In this prismatic tank problem, you can designate the variables as:
V = volume of water in the tank (cubic ft) (dependent variable)
h = height of water from the base (vertex of cross section) (independent variable and dependent variable)
t = time in minutes. (independent variable)

We would first calculate dV/dh (change of volume per unit rise of water level) and dV/dt is already given as 12 ft³/min.

The rate of rise of water level, dh/dt is simply (dV/dt)/(dV/dh).

Consider a horizontal slice of water of thickness dh at a height h above the bottom of the tank. The width at this point is 3'*h/1'=3h, the length of the tank is 10'. So the volume of the slice is 3h*10*dh. Therefore the volume increase per unit thickness is dV/dh = 30h.

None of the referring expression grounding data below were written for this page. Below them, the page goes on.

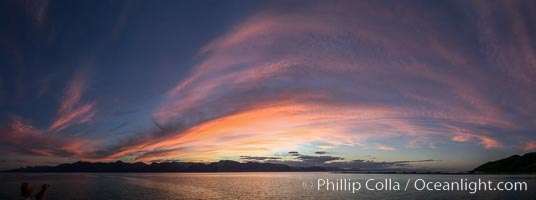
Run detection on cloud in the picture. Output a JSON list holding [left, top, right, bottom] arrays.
[[296, 155, 343, 163], [0, 115, 95, 158], [23, 0, 49, 28], [288, 151, 300, 156], [375, 145, 396, 151], [266, 151, 344, 166], [132, 148, 187, 162], [83, 0, 536, 163], [325, 159, 437, 170], [4, 1, 533, 168], [0, 71, 98, 160], [240, 156, 281, 161], [112, 0, 140, 38], [257, 152, 436, 170], [48, 71, 96, 132], [448, 125, 502, 148], [108, 122, 129, 132], [524, 141, 536, 151], [317, 146, 336, 150], [149, 159, 181, 163]]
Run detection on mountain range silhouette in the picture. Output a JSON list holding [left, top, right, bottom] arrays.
[[4, 160, 334, 172]]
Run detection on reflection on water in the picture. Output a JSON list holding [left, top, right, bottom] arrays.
[[0, 173, 534, 199]]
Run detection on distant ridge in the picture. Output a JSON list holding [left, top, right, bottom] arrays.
[[473, 152, 536, 174], [4, 160, 335, 173]]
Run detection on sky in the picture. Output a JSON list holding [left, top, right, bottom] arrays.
[[1, 0, 535, 171]]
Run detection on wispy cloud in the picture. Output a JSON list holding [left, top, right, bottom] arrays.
[[375, 145, 396, 151], [0, 115, 95, 158], [241, 152, 437, 170], [325, 159, 437, 171], [524, 141, 536, 151], [3, 1, 535, 169], [240, 156, 281, 161], [49, 71, 96, 132], [23, 0, 49, 28], [296, 155, 344, 163], [0, 70, 97, 160], [85, 0, 536, 163]]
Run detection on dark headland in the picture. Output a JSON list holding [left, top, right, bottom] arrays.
[[472, 152, 536, 174]]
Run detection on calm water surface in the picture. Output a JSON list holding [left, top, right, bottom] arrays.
[[0, 173, 534, 199]]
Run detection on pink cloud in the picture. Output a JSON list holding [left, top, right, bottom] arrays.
[[13, 1, 532, 163], [48, 72, 95, 132], [0, 70, 98, 161], [452, 134, 502, 149], [49, 103, 95, 132], [0, 116, 96, 158], [524, 141, 536, 151], [102, 1, 536, 163]]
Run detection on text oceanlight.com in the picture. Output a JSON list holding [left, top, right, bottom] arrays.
[[303, 178, 528, 194]]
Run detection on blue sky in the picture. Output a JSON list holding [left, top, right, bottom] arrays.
[[1, 0, 535, 171]]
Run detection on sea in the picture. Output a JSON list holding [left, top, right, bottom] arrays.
[[0, 172, 534, 199]]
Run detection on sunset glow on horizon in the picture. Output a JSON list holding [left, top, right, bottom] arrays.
[[1, 0, 536, 171]]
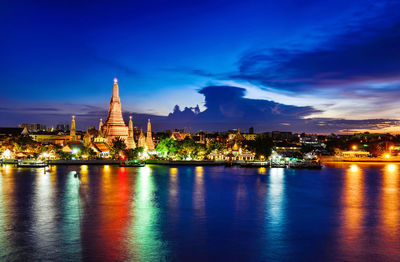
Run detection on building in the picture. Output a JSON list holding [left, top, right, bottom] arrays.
[[100, 78, 138, 149], [145, 119, 155, 151], [18, 123, 46, 132], [56, 124, 69, 133]]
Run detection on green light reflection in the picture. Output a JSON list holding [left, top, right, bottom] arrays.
[[131, 166, 169, 261]]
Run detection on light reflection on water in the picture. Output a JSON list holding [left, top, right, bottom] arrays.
[[0, 163, 400, 261], [339, 164, 364, 259]]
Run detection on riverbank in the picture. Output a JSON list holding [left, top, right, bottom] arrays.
[[146, 160, 226, 166]]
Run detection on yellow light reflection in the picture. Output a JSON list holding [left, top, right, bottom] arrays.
[[168, 167, 179, 209], [194, 166, 205, 214], [3, 165, 12, 176], [381, 164, 399, 239], [80, 165, 88, 174], [258, 167, 267, 175], [170, 168, 178, 176], [195, 166, 204, 176], [339, 164, 364, 256]]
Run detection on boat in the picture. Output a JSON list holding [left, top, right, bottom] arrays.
[[17, 159, 48, 168], [120, 159, 146, 167]]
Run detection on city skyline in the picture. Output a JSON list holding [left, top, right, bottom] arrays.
[[1, 0, 400, 133]]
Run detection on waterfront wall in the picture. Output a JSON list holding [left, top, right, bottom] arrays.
[[146, 160, 226, 166], [48, 160, 122, 165]]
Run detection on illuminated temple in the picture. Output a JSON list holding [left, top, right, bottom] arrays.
[[101, 78, 130, 145], [99, 78, 151, 150], [61, 78, 155, 156]]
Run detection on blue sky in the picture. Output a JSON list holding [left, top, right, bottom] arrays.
[[1, 0, 400, 132]]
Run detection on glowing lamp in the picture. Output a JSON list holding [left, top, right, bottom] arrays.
[[385, 154, 390, 159], [352, 145, 357, 151]]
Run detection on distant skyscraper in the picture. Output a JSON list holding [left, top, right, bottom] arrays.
[[18, 123, 46, 132], [56, 124, 69, 132]]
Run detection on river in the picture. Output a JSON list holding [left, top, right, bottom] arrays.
[[0, 163, 399, 261]]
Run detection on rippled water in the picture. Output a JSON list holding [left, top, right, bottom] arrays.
[[0, 163, 400, 261]]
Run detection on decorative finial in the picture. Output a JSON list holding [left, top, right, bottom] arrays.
[[129, 116, 132, 120], [72, 115, 75, 120], [100, 118, 103, 122], [114, 77, 118, 83]]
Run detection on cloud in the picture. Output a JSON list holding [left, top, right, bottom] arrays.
[[231, 1, 400, 98], [1, 85, 399, 133], [163, 85, 400, 133]]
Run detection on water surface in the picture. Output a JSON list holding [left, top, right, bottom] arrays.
[[0, 163, 399, 261]]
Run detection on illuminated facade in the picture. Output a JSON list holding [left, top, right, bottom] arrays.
[[101, 78, 129, 144], [146, 119, 155, 151], [70, 115, 77, 141], [100, 78, 136, 149]]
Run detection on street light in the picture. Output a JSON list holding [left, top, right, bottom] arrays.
[[352, 145, 357, 151]]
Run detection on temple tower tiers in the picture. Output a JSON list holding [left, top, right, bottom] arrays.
[[146, 119, 155, 150], [127, 116, 136, 149], [70, 115, 76, 141], [138, 129, 146, 148], [101, 78, 129, 144]]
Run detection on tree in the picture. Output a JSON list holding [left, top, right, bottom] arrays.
[[245, 134, 273, 158], [127, 147, 144, 159], [111, 137, 127, 159], [181, 137, 196, 159], [206, 140, 223, 154], [156, 138, 179, 157]]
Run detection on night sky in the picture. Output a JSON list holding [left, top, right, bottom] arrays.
[[1, 0, 400, 133]]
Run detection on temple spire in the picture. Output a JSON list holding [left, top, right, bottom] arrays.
[[127, 116, 136, 149], [112, 77, 119, 98], [102, 78, 128, 144], [138, 129, 146, 148], [146, 119, 155, 151], [99, 118, 103, 131], [70, 115, 76, 141]]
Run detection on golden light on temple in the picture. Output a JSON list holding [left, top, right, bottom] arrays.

Consequently the rise in level per unit time is
f(h)=
(dV/dt)/(dV/dh)
= 12 ft³/min. / 30h ft²
=(2/(5h)) ft/min. (h>0)

For h = 6" = 0.5', substitute h=0.5 in f(h) to get the rate.

• calculus -

When you see questions that contain the phrase "how fast" , they are usually answered with something like
12 feet/second, or 50 kmh, or 80 mph.
If y is some kind of distance then dy/dt is the rate at which y changes with respect to t, (the time).
If you have dy/dx it means, "the rate at which y changes in relation to x"
Slope is such an example. I the rise is y and the run is x, then dy/dx is the rate at which the rise (y) changes for every unit of the run (x)

for your problem above, let's first find an expression for the volume ...
Volume = area of triangle x 10

Make a sketch showing the depth of the water to be y ft and the length of the water level to be x ft
by ratio: x/y = 3/1
then y = x/3 or x = 3y

volume of water = (1/2)(x)(y)(10)
= 5xy = 5y(3y) = 15y^2

differentiate with respect to t (we need dy/dt)
dV/dt = 30y dy/dt
we are given dV/dt = 12 ft^3/min , and y = 6 inches = .5 ft

dV/dt = 15y dy/dt
12 = 15(.5) dy/dt
dy/dt = 12/7.5 = 1.6

So at the precise moment when the depth is 6 inches, the water level is rising at a rate of 1.6 ft/minute.

check my arithmetic.

• typo - calculus -

Sure enough I have a typo.

I had dV/dt = 30y dy/dt, but for some strange reason typed it as 15y dy/dt two lines later.

so near the end

dV/dt = 30y dy/dt
12 = 30(.5) dy/dt
dy/dt = 12/15 = 0.8 ft/min

So at the precise moment when the depth is 6 inches, the water level is rising at a rate of 0.8 ft/minute.